46 En zij kwamen te Jericho. En als Hij en Zijn discipelen, en een grote schare van Jericho uitging, zat de zoon van Timeus, Bar-timeus, de blinde, aan den weg, bedelende.
And they went to Jericho. And as he was setting out from Jericho with his disciples and a very numerous multitude, Bartimaeus, the son of Timaeus, a blind man, sat begging beside the way.
47 En horende, dat het Jezus de Nazarener was, begon hij te roepen en te zeggen: Jezus, Gij Zone Davids! ontferm U mijner.
And when he had heard that it was Jesus of Nazareth, he began to cry out and to say, “Jesus, Son of David, take pity on me.”
48 En velen bestraften hem, opdat hij zwijgen zou; maar hij riep zoveel temeer: Gij Zone Davids! ontferm U mijner.
And many admonished him to be quiet. But he cried out all the more, “Son of David, take pity on me.”
49 En Jezus, stil staande, zeide, dat men hem roepen zou; en zij riepen den blinde, zeggende tot hem: Heb goeden moed; sta op; Hij roept u.
And Jesus, standing still, instructed him to be called.

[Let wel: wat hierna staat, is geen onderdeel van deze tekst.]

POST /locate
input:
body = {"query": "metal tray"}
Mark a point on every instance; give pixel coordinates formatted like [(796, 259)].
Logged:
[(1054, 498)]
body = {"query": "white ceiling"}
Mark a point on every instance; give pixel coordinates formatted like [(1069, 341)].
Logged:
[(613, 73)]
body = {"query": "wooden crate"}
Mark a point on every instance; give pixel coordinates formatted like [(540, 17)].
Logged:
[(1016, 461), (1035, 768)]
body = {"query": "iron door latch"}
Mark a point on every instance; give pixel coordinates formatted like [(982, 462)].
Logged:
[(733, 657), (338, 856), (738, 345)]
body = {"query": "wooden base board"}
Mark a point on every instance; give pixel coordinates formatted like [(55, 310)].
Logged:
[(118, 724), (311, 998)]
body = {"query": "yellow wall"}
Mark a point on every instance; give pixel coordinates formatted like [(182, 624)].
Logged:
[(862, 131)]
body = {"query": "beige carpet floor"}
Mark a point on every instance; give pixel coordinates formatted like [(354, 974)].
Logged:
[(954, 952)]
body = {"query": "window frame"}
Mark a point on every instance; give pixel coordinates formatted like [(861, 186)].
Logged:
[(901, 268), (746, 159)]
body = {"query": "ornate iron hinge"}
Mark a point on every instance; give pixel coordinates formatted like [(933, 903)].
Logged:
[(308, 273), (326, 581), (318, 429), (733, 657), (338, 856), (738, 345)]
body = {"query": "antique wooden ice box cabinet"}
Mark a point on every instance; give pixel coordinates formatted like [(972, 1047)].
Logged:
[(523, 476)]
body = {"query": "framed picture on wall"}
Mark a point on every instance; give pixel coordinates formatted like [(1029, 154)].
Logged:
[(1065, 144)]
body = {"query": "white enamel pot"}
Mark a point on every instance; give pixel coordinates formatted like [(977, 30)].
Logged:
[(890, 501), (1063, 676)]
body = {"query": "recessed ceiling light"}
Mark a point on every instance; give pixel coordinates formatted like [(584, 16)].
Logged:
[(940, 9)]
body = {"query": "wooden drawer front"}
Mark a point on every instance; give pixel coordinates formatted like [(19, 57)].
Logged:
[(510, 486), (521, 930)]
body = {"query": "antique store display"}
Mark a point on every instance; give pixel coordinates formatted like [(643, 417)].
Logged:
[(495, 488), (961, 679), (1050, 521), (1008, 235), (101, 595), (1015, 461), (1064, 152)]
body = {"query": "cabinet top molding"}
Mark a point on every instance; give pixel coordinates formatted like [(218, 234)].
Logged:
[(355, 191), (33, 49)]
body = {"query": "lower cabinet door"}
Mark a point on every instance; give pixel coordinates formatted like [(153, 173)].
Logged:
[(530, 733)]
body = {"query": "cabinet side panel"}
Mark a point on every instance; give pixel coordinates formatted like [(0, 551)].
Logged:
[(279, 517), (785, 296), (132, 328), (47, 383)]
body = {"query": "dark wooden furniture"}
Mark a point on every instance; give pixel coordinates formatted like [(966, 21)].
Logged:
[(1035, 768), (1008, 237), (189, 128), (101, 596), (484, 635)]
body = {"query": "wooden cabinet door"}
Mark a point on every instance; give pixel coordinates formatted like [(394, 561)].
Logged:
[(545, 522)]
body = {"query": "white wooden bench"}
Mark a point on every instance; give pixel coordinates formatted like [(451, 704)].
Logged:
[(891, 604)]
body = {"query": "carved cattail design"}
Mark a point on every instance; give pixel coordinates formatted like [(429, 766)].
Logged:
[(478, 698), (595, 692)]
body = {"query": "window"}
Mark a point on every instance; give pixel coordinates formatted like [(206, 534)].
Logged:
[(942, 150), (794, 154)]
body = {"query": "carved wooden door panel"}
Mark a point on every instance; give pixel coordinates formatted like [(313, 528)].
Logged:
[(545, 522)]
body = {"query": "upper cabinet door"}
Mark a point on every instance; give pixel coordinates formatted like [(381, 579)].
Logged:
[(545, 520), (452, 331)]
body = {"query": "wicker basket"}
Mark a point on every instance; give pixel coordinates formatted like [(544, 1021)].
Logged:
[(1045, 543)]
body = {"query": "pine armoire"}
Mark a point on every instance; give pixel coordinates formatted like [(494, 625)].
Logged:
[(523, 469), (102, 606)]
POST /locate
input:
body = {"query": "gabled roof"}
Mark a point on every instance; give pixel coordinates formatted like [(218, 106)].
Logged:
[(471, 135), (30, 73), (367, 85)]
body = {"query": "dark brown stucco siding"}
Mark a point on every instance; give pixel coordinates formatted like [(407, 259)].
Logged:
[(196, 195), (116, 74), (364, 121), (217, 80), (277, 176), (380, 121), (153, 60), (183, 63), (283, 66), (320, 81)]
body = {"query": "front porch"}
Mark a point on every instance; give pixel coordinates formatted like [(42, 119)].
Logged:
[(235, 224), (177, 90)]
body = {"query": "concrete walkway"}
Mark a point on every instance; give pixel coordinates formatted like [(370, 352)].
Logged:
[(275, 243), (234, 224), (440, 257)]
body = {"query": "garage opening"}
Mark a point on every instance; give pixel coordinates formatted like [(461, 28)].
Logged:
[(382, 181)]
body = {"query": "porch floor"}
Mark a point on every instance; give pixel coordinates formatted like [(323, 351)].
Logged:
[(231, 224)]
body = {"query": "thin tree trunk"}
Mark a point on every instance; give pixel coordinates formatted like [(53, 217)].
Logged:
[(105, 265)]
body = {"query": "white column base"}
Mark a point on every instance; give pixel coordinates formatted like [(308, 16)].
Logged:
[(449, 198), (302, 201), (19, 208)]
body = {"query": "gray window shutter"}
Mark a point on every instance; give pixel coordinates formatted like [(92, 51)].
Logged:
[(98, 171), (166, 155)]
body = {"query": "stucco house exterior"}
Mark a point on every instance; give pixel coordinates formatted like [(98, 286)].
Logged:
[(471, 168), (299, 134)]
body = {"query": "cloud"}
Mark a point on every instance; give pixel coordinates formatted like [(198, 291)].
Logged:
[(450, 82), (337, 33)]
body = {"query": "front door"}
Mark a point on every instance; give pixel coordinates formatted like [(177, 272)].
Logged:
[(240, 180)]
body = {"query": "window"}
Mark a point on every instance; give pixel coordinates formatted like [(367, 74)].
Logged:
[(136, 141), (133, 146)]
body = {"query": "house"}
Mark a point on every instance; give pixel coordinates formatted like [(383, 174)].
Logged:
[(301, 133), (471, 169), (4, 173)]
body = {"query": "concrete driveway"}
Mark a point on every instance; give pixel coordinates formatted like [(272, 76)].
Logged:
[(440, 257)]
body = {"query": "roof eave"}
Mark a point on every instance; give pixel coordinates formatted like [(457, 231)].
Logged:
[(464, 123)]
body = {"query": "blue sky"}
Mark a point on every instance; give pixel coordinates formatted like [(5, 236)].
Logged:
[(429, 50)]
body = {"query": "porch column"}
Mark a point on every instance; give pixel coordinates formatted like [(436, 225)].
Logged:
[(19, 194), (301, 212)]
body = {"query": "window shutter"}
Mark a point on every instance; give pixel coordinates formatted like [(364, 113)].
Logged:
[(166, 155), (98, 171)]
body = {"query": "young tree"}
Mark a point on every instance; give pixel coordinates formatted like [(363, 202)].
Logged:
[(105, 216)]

And they called the blind man, saying to him: “Be at peace. Arise. He is calling you.”
50 En hij, zijn mantel afgeworpen hebbende, stond op, en kwam tot Jezus.
And casting aside his garment, he leapt up and went to him.
51 En Jezus, antwoordende, zeide tot hem: Wat wilt gij, dat Ik u doen zal? En de blinde zeide tot Hem: Rabboni! dat ik ziende mag worden.
And in response, Jesus said to him, “What do you want, that I should do for you?” And the blind man said to him, “Master, that I may see.”
52 En Jezus zeide tot hem: Ga heen, uw geloof heeft u behouden. En terstond werd hij ziende, en volgde Jezus op den weg.
Then Jesus said to him, “Go, your faith has made you whole.” And immediately he saw, and he followed him on the way.